国連安保理による4本の決議がありながら、北朝鮮による核の野望を止めることはできていない。運搬手段とともに実質的な核能力を保有しようという北朝鮮の強固な野望は、「水爆」実験の発表と、2月初めのロケット発射の成功という形で現れた。

こうしたことを背景に、大韓民国はその地歩を固め、とりわけ北朝鮮問題に関して国際舞台で主要なプレイヤーとして外交活動を活発化しつつある。

2006年以来、北朝鮮は核実験を4回、ミサイル発射を6回行い、朝鮮半島をめぐる情勢はこれまでになく不安定化している。
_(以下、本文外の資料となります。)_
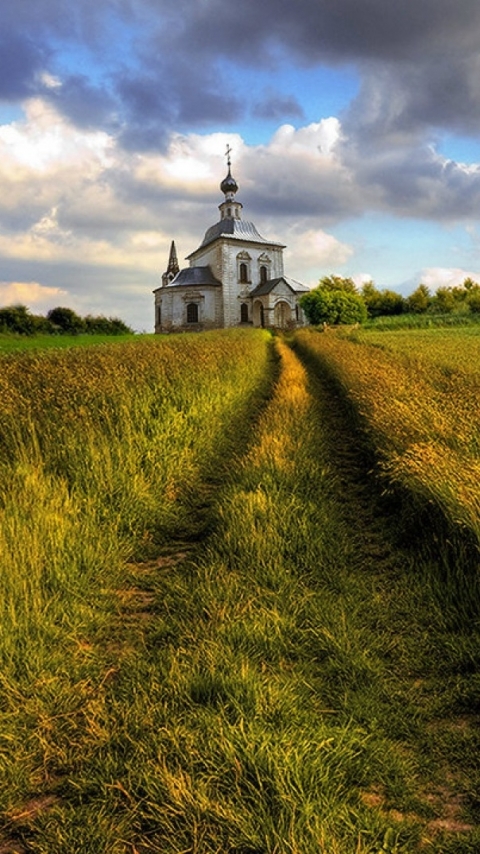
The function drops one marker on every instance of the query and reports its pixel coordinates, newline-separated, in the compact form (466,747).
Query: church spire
(230,208)
(172,268)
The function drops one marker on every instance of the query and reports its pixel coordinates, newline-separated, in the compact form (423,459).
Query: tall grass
(103,450)
(420,413)
(264,692)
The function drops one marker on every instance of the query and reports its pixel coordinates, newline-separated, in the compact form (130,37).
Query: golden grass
(418,395)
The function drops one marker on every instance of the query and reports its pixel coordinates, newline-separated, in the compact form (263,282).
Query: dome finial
(229,186)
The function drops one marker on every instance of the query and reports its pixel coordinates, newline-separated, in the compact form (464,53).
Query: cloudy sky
(354,127)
韓国国連代表部の次席代表を務めるハン・ジョンヒ大使は、INPSとのインタビューで、「協議のための協議は、もはやだれにとっても受け入れ難いものです。これは、北朝鮮による体系的かつ意図的な国連安保理決議の違反であり、明確に国際社会を侮辱しあざ笑うものです。厳しい対応を必要とする、異常な状況であります。」と語った。

「北朝鮮の軍事化と核能力は10年前よりもかなり進んでいます。私たちは、北朝鮮に対して、挑発を止め、核兵器計画を放棄する以外の選択はないことを悟らせるような強力で実質的な制裁を望んでいます。」とハン大使は語った。
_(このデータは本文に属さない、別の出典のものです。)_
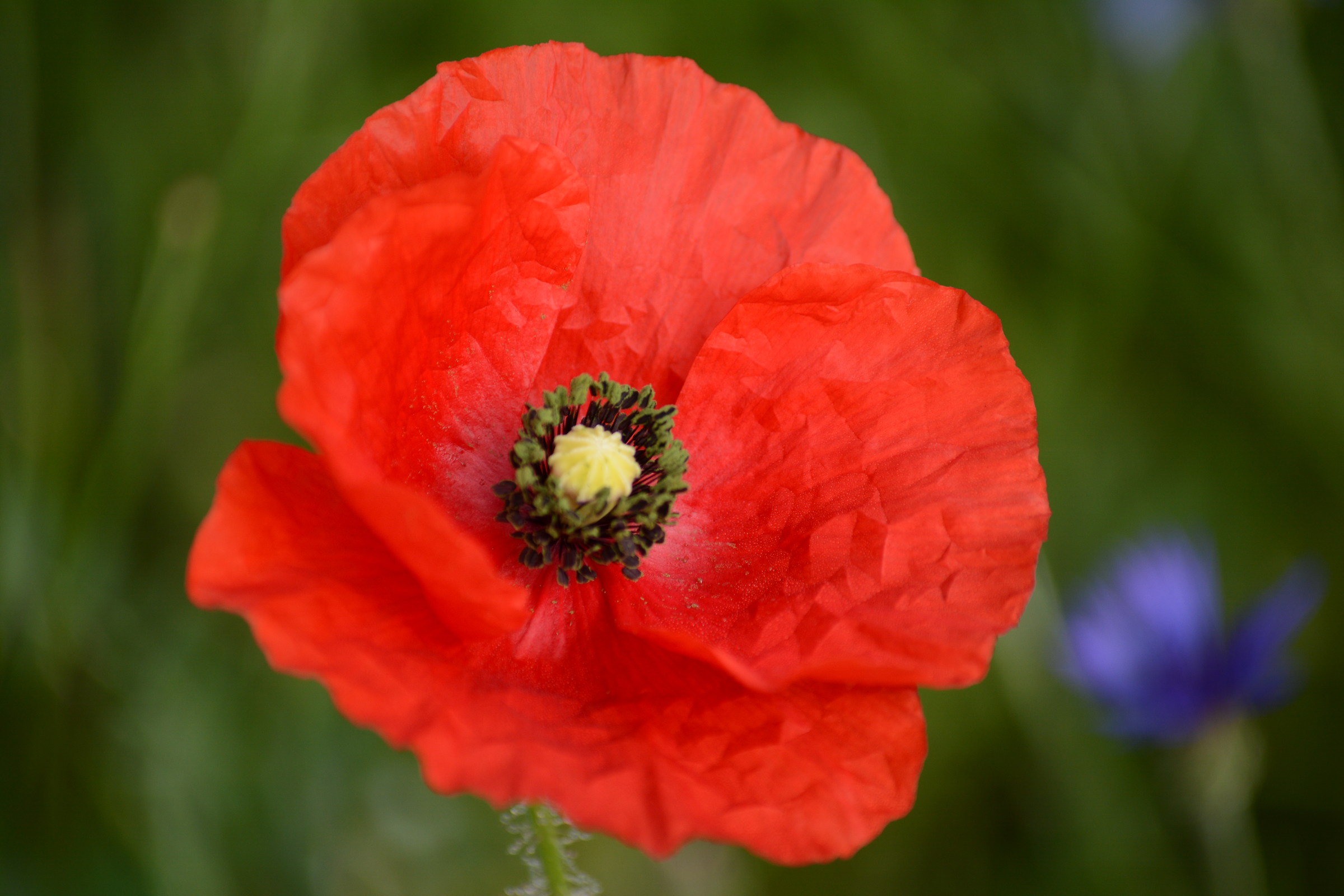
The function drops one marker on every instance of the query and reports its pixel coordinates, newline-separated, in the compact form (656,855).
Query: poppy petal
(283,548)
(631,739)
(866,503)
(405,339)
(699,194)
2月7日の(北朝鮮が主張する)宇宙衛星発射に対して国連安保理は、「これは国際の平和に対する脅威である」として緊急会合を招集した。国連の潘基文事務総長は、国連決議に対する「嘆かわしい違反」であるとこれを非難した。

「安保理は(北朝鮮に対して)強力かつ明確なメッセージを送る点で連帯すべきです。なぜなら、『一般的な』制裁措置では、北朝鮮をますますつけ上がらせ、核実験やミサイル発射を続けさせることになってしまうからです。」とハン大使は語った。

また、2月9日から10日にかけてニューヨークで安保理理事国代表や国連事務総長と相次いで会談した韓国の尹炳世(ユン・ビョンセ)外交部長官は、強力で効果的な安保理の制裁決議の必要性を強調して、「この決議は北朝鮮に第5、第6の核実験を行わせないような、最終的な決議でなければなりません。」と語った。

北朝鮮の長距離ロケット発射実験に対して、韓国政府は2月10日、朝鮮半島の軍事境界線に沿った非武装地帯から10キロ(6マイル)北にある特別行政区域「開城工業団地」の閉鎖措置を採った。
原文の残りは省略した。